Television broadcasters –as on display last week at the SMPTE Annual Conference & Exhibition in Hollywood, Calif.- are grappling with what to do about new competitors and technologies.
Witness Mark Aitken, SVP of Advanced Technology at the Sinclair Broadcast Group, who declared during his SMPTE keynote that the TV industry is at war with wireless companies and over-the-top content providers, who wish to win over broadcast audiences and revenue.
On the other end of the continuum is Bob Seidel, VP of engineer and advanced technology at CBS, and president-elect of SMPTE, who welcomes new media entrants. SMPTE is trying to adapt to changing industry realities, such as the arrival of Netflix and other OTT providers as major content distributors. Perhaps that along with the fact that CBS rolled out its own All Access over-the-top service a couple of weeks ago are helping to shape his perspective.
In another sign of the changing times, IP newsgathering specialist Dejero issued a press release today about Endless Potential Media Group foregoing television distribution of the Scotiabank Toronto Waterfront Marathon, STWM, in favor of streaming the race on the STWM website and Canada Running Series YouTube channel. The release points out that TV coverage of the race was discontinued in 2011.
The coverage of this year’s marathon Oct. 19 was no small feat. Nine HD cameras, eight of which were paired with eight separate Dejero LIVE+ 20/20 IP transmitter on motorcycles, were used to cover the event.
“Covering outdoor events used to require big, expensive trucks to transmit satellite or microwave signals to television. Dejero has put the TV truck in a box with the LIVE+ 20/20 Transmitter, which can be set up anywhere in seconds to broadcast live or recorded video from the field at a fraction of the cost of a truck,” said Matt Hortobagyi, executive producer, Endless Potential Media Group, in the press release.
The production appears to raise the same fundamental issue more broadly on display at SMPTE. Namely, is over-the-top a threat to broadcasters and their business? Or, is OTT an opportunity broadcasters can leverage to shore up their existing business, better serve their audiences and find new revenues?

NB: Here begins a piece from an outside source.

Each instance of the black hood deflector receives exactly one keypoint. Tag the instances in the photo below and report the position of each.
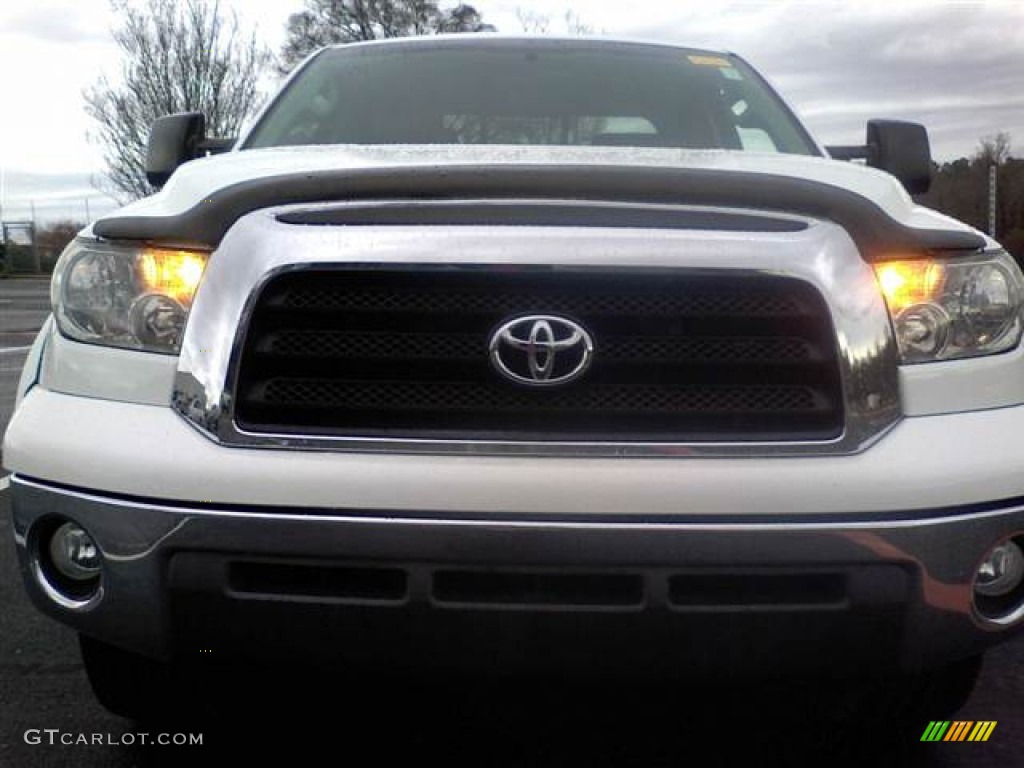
(877, 235)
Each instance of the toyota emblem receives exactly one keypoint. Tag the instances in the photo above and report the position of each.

In the case of the marathon, the race clearly is no longer being broadcast. But could a TV broadcast station have leveraged its existing production technology and the same IP newsgathering transmitters to narrowcast the race to marathon enthusiasts and in the process find new revenues?
Clearly, identifying the right path forward will take time, and there is nothing to say that every time narrowcasting via a livestream online makes sense that broadcasters should get involved.
However, exploring these sorts of opportunities may help broadcasters –especially local broadcasters with a unique focus on their communities- find new ways to reach niche audiences with content to their liking without creating conflicts with regularly scheduled on-air programming. In the process, they may also find new revenues.